Second, the meeting shows the Muslim Brotherhood and the Kingdom can do business. This will probably still surprise some observers. After Saudi Arabia withdrew its ambassador from Cairo following demonstrations in late April, the Brotherhood sent a huge delegation to meet with King Abdullah in early May. The Brotherhood approached the crisis with surprising deftness for a political movement focused on domestic issues above all else. As a result, the episode passed in a matter of days. (More details can be found in the brief.)
Finally, Mursi’s remarks are consistent with Mubarak when talking about the integrity of the Gulf. Saudi leaders must be relieved to some degree. Mutual interests and a sense of Arab identity also drive relations, at least if we judge by the language used by leaders on both sides of the Red Sea.
Regarding Iran, the bulletin highlights the absence of coverage inside the Islamic Republic. As far as I can tell, quotes regarding Mursi’s “red lines” in the Gulf, and the enduring nature of the relationship between Egypt and Saudi Arabia have not appeared in Iranian media. In the past few days, however, some editorials have addressed the visit, albeit after it was really newsworthy. Iranian commentary has since emphasized the “silver lining” of Mursi’s trip.

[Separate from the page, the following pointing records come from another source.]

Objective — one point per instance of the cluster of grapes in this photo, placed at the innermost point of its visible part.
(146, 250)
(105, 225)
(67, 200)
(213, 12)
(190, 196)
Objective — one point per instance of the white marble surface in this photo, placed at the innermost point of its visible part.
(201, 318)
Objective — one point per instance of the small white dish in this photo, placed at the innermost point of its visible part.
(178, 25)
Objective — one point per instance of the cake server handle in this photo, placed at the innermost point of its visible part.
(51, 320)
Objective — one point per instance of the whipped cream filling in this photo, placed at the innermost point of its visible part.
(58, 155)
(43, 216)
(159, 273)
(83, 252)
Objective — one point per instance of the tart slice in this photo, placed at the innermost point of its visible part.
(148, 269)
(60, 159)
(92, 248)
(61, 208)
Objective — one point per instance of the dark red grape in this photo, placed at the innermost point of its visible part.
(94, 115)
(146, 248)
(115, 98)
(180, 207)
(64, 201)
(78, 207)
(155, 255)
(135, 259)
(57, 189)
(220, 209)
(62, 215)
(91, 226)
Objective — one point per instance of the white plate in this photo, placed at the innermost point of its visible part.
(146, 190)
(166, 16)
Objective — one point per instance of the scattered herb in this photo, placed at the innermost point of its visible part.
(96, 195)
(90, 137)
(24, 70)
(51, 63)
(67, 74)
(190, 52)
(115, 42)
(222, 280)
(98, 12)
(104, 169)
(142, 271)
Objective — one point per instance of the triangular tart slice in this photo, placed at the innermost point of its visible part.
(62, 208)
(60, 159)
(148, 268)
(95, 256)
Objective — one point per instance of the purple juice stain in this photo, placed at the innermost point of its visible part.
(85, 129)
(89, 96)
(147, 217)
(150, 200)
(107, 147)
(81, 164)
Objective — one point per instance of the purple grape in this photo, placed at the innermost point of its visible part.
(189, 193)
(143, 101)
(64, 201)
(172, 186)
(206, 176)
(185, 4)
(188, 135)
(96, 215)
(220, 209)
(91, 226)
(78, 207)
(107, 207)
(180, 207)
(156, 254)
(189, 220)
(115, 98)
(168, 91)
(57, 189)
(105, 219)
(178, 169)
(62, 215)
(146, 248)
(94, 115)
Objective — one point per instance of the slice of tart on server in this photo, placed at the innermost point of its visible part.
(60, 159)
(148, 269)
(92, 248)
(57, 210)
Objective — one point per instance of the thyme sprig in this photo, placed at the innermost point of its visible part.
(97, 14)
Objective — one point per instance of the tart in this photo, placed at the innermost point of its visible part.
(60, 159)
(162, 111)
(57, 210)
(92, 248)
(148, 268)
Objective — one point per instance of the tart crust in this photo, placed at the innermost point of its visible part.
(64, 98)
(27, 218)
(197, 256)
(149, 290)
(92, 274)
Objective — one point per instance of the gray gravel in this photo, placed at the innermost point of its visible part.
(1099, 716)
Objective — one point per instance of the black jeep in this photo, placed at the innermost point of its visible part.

Mansur Faramarzi wrote about Iranian-Egyptian relations in the July 15 edition of Jomhuri-ye Eslami. “It would be an unforgivable mistake if we imagine that everybody should follow us [i.e. the Islamic Republic of Iran] and agree with us in all issues,” Faramarzi began. “Consequently, if [Saudi] Arabia has been the first country for Mursi to visit we should not get hurt, although we should follow up their talks,” he continued. “We should regard this as something quite natural, although Egypt should know that, if not today, definitely tomorrow Iran would be more influential on the world stage than [Saudi] Arabia.” “We cannot force them to be like us,” he concluded, “but we must try to make sure that they will be with us, rather than against us.”
Translation: Tehran will eclipse Riyadh inevitably. The Egyptians will come to their senses.
Hojatollah Jowdaki took a sharper tone in an article titled “Egypt, Saudi Arabia, and Iran,” also printed on July 15 by E’temad. Jowdaki starts by accusing the Saudis of underreporting the arrest of Shia cleric Nimr al-Nimr and overstating the importance of Mursi’s trip to Riyadh. By his account, “Mursi had very few achievements” during his trip. “However, he was reassured that for the time being [Saudi] Arabia would not put too much economic pressure on Egypt.” Any serious observer knows Saudi Arabia is not pressuring Egypt economically. Mursi’s talks focused on relations generally and joint development projects specifically. The article continues:
At the moment, [Saudi] Arabia is facing its greatest domestic challenge. That challenge is not due to the Shi’i uprising, because Arabian leaders are able to easily suppress such uprisings by accusing them of “being agents of foreigners or Iran”. The main challenge that should be taken into account concerns the profound identity contradictions inside the Arabian society. For the past few decades, Saudi nobles, whose number is very large and who enjoy power, wealth and a special position in Arabia, have not been able to put up with the old [conservative] system in Arabia. Their children have tasted the sweet taste of education and freedom in the West, and now they expect to enjoy the same freedoms, even to a limited degree, in their own country.
Translation: The House of Saud is doomed. Cairo and Tehran will grow closer once the Kingdom falls.